Beat Streuli: Important photographer for spectacular installations

Beat Streuli, born in Altdorf in 1957, attended art schools in Zurich and Basel and was then a guest student at the Hochschule der Künste in Berlin, where he spent most of the 1980s. His work was first exhibited at the Aargauer Kunsthaus in 1986. Studio scholarships at the Cité des Arts and the Fondation Cartier in Paris and at the Istituto Svizzero in Rome enabled him to spend longer periods in these two capitals. Numerous exhibitions in galleries and museums at home and abroad followed. In 2019, he published Fabric of Reality, one of his most comprehensive artist books to date. For Tatyana Franck, member of the Federal Design Commission until 2021, Beat Streuli is one of the leading representatives of street portrait art: "Although urban landscapes form the background of his paintings, people and not architectural or structural elements are the focus of his work." Beat Streuli lives and works in Wädenswil and Brussels.

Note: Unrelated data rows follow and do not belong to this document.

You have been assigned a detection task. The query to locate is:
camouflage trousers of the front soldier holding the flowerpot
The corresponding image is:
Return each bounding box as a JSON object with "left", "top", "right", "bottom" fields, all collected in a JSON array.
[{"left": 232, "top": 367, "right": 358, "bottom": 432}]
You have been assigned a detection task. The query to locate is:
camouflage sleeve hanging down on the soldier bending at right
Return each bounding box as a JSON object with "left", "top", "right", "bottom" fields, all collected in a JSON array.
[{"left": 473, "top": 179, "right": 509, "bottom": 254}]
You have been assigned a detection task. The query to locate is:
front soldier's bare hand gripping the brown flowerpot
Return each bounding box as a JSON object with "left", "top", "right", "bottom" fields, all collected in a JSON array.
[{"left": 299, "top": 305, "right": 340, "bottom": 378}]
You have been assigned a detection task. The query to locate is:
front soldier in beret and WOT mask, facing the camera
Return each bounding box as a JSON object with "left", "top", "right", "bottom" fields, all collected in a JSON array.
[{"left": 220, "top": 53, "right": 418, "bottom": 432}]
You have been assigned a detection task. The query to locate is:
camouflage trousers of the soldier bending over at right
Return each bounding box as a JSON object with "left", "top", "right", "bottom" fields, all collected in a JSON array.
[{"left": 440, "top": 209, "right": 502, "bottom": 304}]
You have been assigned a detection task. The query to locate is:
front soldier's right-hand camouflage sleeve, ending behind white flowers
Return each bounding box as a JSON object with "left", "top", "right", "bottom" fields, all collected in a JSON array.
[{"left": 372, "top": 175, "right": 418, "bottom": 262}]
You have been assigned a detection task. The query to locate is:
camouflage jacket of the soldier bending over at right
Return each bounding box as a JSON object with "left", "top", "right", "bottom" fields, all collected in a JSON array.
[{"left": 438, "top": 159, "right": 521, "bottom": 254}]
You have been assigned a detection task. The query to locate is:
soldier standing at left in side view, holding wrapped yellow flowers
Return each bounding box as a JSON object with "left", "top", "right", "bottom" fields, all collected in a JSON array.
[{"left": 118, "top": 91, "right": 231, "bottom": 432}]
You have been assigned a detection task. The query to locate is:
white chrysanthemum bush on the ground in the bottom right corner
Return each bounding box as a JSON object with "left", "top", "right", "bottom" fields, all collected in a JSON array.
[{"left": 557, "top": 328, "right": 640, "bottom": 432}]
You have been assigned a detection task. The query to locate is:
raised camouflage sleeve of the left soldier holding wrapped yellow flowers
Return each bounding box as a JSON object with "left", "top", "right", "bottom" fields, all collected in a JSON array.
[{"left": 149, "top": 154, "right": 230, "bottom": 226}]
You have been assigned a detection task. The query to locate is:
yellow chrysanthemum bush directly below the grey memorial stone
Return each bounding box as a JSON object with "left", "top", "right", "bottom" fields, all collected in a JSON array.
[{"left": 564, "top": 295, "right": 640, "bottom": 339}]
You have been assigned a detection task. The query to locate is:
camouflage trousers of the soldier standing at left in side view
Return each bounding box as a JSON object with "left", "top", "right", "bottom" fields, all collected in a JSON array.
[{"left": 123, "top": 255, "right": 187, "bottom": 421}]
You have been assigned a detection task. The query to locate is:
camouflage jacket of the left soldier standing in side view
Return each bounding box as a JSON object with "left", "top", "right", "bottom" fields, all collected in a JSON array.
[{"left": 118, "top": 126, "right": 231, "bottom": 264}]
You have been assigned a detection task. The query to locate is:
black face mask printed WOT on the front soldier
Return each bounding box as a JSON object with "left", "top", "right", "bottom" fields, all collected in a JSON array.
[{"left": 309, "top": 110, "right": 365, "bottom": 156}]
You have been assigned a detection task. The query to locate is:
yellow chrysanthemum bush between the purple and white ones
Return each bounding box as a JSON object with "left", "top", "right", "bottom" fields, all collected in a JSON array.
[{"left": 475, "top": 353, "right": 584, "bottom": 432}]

Works on display at exhibition

The works of this year's award winners will be on display at the Swiss Design Awards exhibition, which will be held in parallel with Art Basel and Design Miami/ Basel. Admission to the exhibition is free. The exhibition, during which the Swiss Grand Prix Design 2022 will be presented on June 14, was largely designed by the winners of the Swiss Design Awards themselves. In addition, a comprehensive publication on the Swiss Grand Prix Design 2022 will be published by Scheidegger und Spiess to mark the occasion.